Bien que le modèle de croissance local ait fortement accentué la logique d'importation par rapport à la recherche d'une dynamique productive interne fondée sur la construction d'un patrimoine de connaissances technologiques, il n'en demeure pas moins qu'il dispose de ressources suffisantes capables d'organiser le secteur productif agricole et d'élevage en particulier, et de les rendre performants au point de pouvoir négocier chaque étape de développement du libre échange, en tenant compte de ses propres insuffisances.

Il est certain que les prix des produits connaîtront des fluctuations significatives au cours des prochaines années. L'application de nouvelles règles de commerce international, en conformité avec les règles de la Zone de libre échange avec l'Union Européenne et celles régies par l'Organisation Mondiale du Commerce vont entraîner une modification progressive mais soutenue de la structure des prix. Ces règles sont exigeantes dans la réduction de tout système de protection d'une part mais elles présentent des faiblesses dans la capacité de gérer de manière rigoureuse le jeu des subventions aux produits agricoles des agricultures dominatrices du marché international et leur organisation de la régulation des stocks d'autre part.

Notre essai a permis d'identifier une zone d'étude dans laquelle un échantillon de fermes s'adonnant à l'élevage a été retenu. Une analyse des politiques laitières au travers de l'intervention gouvernementale a été réalisée. Elle montre que le prix de revient du lait cru à la porte de la ferme (24,16 DA / litre) est nettement inférieur à celui (28,26 DA/ litre) de la ferme qui assure la fourniture du marché international dans le contexte d'une absence totale de subvention à l'exportation. L'intervention gouvernementale locale est une protection positive négociable dans un cadre global de transfert. Elle montre aussi que l'efficience de la filière locale est faible par rapport à celle du niveau international qui possède un énorme potentiel encore peu exploité.

Notre étude indique que l'intégration dans la Zone de libre échange de la filière lait va être à l'origine d'effets positifs pour l'unité de transformation par la nécessité de libéralisation des prix administrés et par conséquent la possibilité d'enregistrer un profit, jusque là pratiquement absent. Ce profit proviendra de l'élimination des taxations d'une part et d'autre part du calcul d'un prix de vente réel à la porte de l'usine.
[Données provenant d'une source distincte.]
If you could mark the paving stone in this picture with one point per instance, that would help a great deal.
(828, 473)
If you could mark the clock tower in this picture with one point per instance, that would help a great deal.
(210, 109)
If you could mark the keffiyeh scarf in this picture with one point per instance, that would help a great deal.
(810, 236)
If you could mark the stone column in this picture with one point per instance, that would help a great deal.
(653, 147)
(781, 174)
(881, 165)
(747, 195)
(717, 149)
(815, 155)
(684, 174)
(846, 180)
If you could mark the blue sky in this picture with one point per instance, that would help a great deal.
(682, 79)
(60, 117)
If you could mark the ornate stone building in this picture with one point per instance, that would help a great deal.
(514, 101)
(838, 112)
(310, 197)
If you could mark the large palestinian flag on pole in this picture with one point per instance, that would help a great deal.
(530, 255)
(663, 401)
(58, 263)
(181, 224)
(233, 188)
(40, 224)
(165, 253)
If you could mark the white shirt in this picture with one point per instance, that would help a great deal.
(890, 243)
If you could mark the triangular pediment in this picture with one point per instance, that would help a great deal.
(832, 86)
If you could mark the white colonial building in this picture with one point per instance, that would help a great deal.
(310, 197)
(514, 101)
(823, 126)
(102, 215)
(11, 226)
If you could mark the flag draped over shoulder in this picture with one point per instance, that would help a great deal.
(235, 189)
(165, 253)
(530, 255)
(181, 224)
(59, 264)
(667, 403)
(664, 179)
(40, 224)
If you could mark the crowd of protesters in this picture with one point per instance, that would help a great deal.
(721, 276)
L'élevage du bovin pour le lait est un système peu rentable dans le contexte actuel de l'agriculture mais intimement lié à celui de la viande qui lui permet la couverture de l'ensemble des dépenses de la ferme. Il est difficile de les dissocier. Par contre, il est hautement significatif de les rendre complémentaires par la définition des seuils à partir desquels la nature et les formes de soutien se différencient dans l'un et l'autre des systèmes. Au dessous d'une surface de 11, 5 ha dont 2,75 ha à l'irrigué pour le vert, il s'agit de ferme d'élevage entrant dans le cadre de la production de viande et faisant partie d'un système d'élevage de subsistance à caractère familial où les troupeaux sont de faibles tailles, rendant l'encadrement technique rapproché difficile à mettre en place et l'introduction de l'innovation technique, imperceptible dans l'immédiat et constituant une entrave majeure quand à la modernisation et l'intensification de la production laitière. Pour cette forme d'élevage, la caractéristique essentielle est le soutien nécessaire pour l'acquisition de nouvelles surfaces en mesure d'être exploitées pour atteindre le seuil de producteur de lait.
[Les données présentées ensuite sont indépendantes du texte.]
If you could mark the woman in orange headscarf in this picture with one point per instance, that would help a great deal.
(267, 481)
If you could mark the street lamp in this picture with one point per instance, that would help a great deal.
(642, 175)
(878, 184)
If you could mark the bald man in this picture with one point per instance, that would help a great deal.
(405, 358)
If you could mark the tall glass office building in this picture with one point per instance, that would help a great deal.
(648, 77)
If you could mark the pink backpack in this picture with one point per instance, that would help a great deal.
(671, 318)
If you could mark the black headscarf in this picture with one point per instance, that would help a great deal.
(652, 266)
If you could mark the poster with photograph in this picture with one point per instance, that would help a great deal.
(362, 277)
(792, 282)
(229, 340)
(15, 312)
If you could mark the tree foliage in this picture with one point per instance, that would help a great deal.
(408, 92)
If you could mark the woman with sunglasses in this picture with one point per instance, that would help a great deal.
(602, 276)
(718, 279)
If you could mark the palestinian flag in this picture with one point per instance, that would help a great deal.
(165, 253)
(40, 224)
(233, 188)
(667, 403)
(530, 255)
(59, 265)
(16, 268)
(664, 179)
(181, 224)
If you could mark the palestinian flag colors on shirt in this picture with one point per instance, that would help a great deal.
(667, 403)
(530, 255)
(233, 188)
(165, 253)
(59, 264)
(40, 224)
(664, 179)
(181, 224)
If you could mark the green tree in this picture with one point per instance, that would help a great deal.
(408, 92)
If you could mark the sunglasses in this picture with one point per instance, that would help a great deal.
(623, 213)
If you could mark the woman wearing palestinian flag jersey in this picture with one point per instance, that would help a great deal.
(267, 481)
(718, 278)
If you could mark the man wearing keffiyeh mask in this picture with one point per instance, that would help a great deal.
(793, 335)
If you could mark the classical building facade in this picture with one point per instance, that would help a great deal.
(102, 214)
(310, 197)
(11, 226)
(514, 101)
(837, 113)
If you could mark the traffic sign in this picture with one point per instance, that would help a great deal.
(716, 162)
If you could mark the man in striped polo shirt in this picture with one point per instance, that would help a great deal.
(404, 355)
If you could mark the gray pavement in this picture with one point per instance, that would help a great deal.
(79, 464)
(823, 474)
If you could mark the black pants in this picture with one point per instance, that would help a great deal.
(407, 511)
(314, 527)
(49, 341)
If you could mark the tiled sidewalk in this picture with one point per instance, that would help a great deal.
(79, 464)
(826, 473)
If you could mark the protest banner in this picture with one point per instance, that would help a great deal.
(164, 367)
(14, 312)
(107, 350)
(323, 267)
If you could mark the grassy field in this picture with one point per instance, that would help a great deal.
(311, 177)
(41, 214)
Parallèlement, la faiblesse de technicité chez les éleveurs dans la maîtrise et la rigueur de la conduite du troupeau, la rationalisation de l'alimentation, l'exploitation des techniques de reproduction, incite à une révision globale des systèmes de formation et d'acquisition des données qui n'offrent aucune possibilité d'organisation des éleveurs, et par conséquent l'absence d'un potentiel de négociation face aux acteurs des autres segments de la filière notamment au niveau du marché et de l'approvisionnement. C'est de la capacité de pouvoir s'organiser que dépendra de loin la vitesse de croissance de la filière et de l'établissement de politiques adéquates dans un cadre de libre échange.